The same reasoning, the brief says, should be applied to Jessica Reznicek’s case. The history of the terrorism “enhancement” indicates that Congress intended to target broadscale attacks on civilians. Following the 1993 World Trade Center bombing, the 1994 crime bill directed the Sentencing Commission to provide an “enhancement” for crimes that involve “international terrorism.” Following the 1995 Oklahoma City bombing, the Antiterrorism and Effective Death Penalty Act of 1996 changed “international terrorism” to “federal crime of terrorism.” Following 9/11, in 2002 the Sentencing Commission increased the offense level for a “federal crime of terrorism.”
Also in 2002, however, the Sentencing Commission offered yet another definition of terrorism, describing it as “an offense that is calculated to influence or affect the conduct of government by intimidation or coercion, or to retaliate against government conduct.” This can be read to cover crimes not intended to harm civilians, such as vandalism of government property. Particularly problematic is the word “coercion,” which has no definition in the federal code.
The malleability of the term “coercion” gives the government far-reaching ability to categorize activism as terrorism, with ominous implications for dissent.

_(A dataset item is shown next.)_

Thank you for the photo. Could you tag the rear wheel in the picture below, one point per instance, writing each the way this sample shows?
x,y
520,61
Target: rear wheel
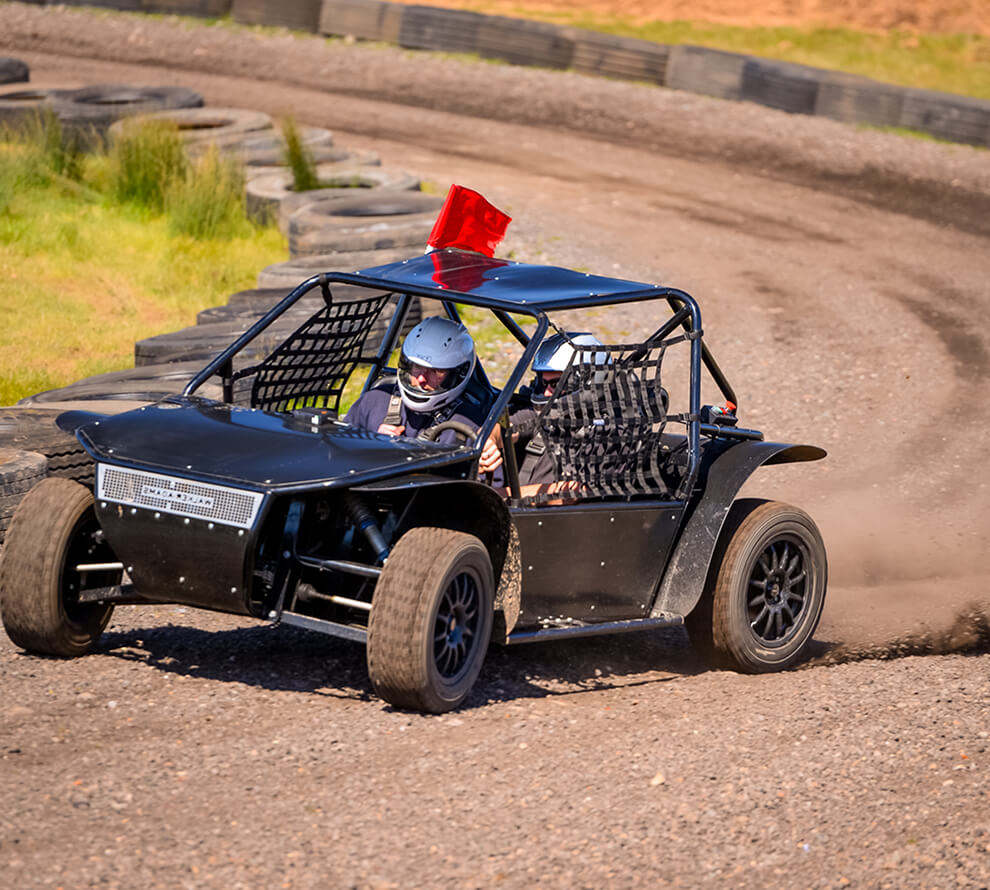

The natural and unacceptable result of this mission creep is that traditional means of civil resistance will have a terrorism enhancement wrongfully applied: from here it is all too conceivable that a sit-in style protest near train tracks, a demonstration at a military exercise, or opposition to government immigration policies at airports around the country might next be subject to the label of terrorism.
The government is using the anti-terrorism legal apparatus against a person who is not a terrorist under any reasonable definition of the term. The appeals court should reject this chilling abuse of the “terrorism enhancement” provision and reduce Jessica Reznicek’s sentence.